In this part, we'll set up everything you need to start fine-tuning Small Language Models on your local machine. We'll focus on Apple Silicon optimization.
Why Your Setup Matters
Setting up your development environment correctly is like having a well-organized workshop - it makes everything else easier and prevents countless headaches down the road. A proper setup ensures:
- Optimal Performance: Getting the most out of your hardware
- Reproducible Results: Consistent behavior across sessions
- Easy Debugging: Clean environments make problems easier to trace
- Future Flexibility: Easy to experiment and extend
What are the Hardware Requirements and Recommendations?
Minimum Requirements
- RAM: 8GB (though 16GB+ is highly recommended)
- Storage: 20GB free space
- Processor: Apple Silicon (M1/M2/M3/M4)
Recommended Setup
- RAM: 16GB or more (more RAM = larger models you can run)
- Storage: 50GB+ free space (SSD recommended)

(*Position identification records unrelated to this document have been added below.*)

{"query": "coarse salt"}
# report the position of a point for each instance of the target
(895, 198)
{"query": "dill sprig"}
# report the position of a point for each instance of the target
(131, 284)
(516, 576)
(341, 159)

- Processor: Apple Silicon M3 or M4 Pro for optimal performance
I did the fine tuning on a Apple M3 Pro
But, Why Apple Silicon?
First, this is what I have :).
Second, Apple Silicon processors have a unique architecture that's perfect for AI workloads:
- Unified Memory: CPU and GPU share the same memory pool
- High Memory Bandwidth: Extremely fast data transfer
- Efficient Compute: Optimized for matrix operations
- MLX Framework: Apple's specialized ML framework
Understanding MLX: Apple's AI Framework
MLX is Apple's machine learning framework specifically designed for Apple Silicon. Think of it as Apple's answer to NVIDIA's CUDA - it unlocks the full potential of M-series chips for AI workloads.
Key MLX Benefits:
- Native Apple Silicon optimization
- Unified memory utilization
- Fast training and inference
- Python-friendly API
- Growing ecosystem of models
Step-by-Step Environment Setup
Step 1: Create Your Project Directory
Let's start by creating a clean, organized project structure:
# Create main project directory
mkdir email-sentiment-classifier
cd email-sentiment-classifier
# Create subdirectories for organization
mkdir data models adapters results logs scripts
This structure will keep everything organized as our project grows:
-
data/
: Training and evaluation datasets -
models/
: Downloaded base models -
adapters/
: Fine-tuned model adapters -
results/
: Evaluation results and metrics -
logs/
: Training and evaluation logs -
scripts/
: All our Python scripts
Step 2: Set Up Python Virtual Environment
Virtual environments are crucial for avoiding dependency conflicts. Think of them as isolated workspaces where each project has its own set of Python packages.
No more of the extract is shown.